Representatives from ATCAA and Social Services must first conduct an inspection of the home to make sure it meets the guidelines for the assistance program, though the earliest that can occur is Monday because ATCAA is closed on Fridays.
“I just feel nervous,” Rogerson said. “We’ve been trying so hard and waiting so long, I’m just nervous, but I think everything in there is going to be OK.”
Rogerson has struggled to find a decent place for them to live because of an ever-tightening rental market in a county that lacks enough affordable and subsidized housing to meet the need.
The family has mostly stayed at the Sonora Gold Lodge on Stockton Road while Rogerson searches for a permanent home thanks to the help of strangers, friends and Rogerson’s savings to cover the $630 weekly cost for a room.
Just hours before they were about to be on the streets this week, an anonymous donor came forward to cover the family’s room fees at the motel for an additional week. They now have until Wednesday because Rogerson has nearly depleted her savings and monthly government assistance after paying for several weeks on her own.
“I’m so grateful for them to keep myself and granddaughters off the street,” Rogerson said of those who have helped her. “It was outstanding that they had a kind heart.”

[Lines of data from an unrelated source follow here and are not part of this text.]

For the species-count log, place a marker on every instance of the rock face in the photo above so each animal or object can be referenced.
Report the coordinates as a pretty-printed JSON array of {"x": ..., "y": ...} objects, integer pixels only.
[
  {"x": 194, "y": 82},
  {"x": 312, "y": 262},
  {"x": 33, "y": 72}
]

However, now it all depends on how soon ATCAA and social services can complete the needed inspection and whether Rogerson is approved for the housing assistance to get her into the place.
Rogerson said she’s certain that she can cover the rent and utilities on her own moving forward with the amount of money she receives each month from Supplemental Security Income, cash aid and food stamps.
The family was led on a tour of the home Thursday afternoon by Josef Stoiber, a friend of Paulsen’s who has been taking care of her since several surgeries impeded her mobility.
Stoiber said he broke his back while skiing years ago and Paulsen came to his aid, so he’s returning the favor by taking care of her.
Rogerson and her granddaughters will also be allowed to keep their three dogs, two of which the girls have had essentially for their entire lives.
The only thing that Paulsen will require is that Rogerson keep up the landscaping on the half-acre property.
Paulsen and her late husband are well known in the community for their public service prior to his death in 2006. Both of them have been honorary town marshals in the Mother Lode Roundup, a tradition she helped to launch in 2000 with a group of Sonora business owners.
Paulsen said that she read about the Rogerson’s struggle to find permanent housing in The Union Democrat and wanted to help, in part because of the close relationship she had with her own grandparents.
“The first thing that hit me was that I lived with my grandmother a lot when I was young,” she said. “When I read the article, I had tears because I thought how this day and age is so different and circumstances are entirely different.”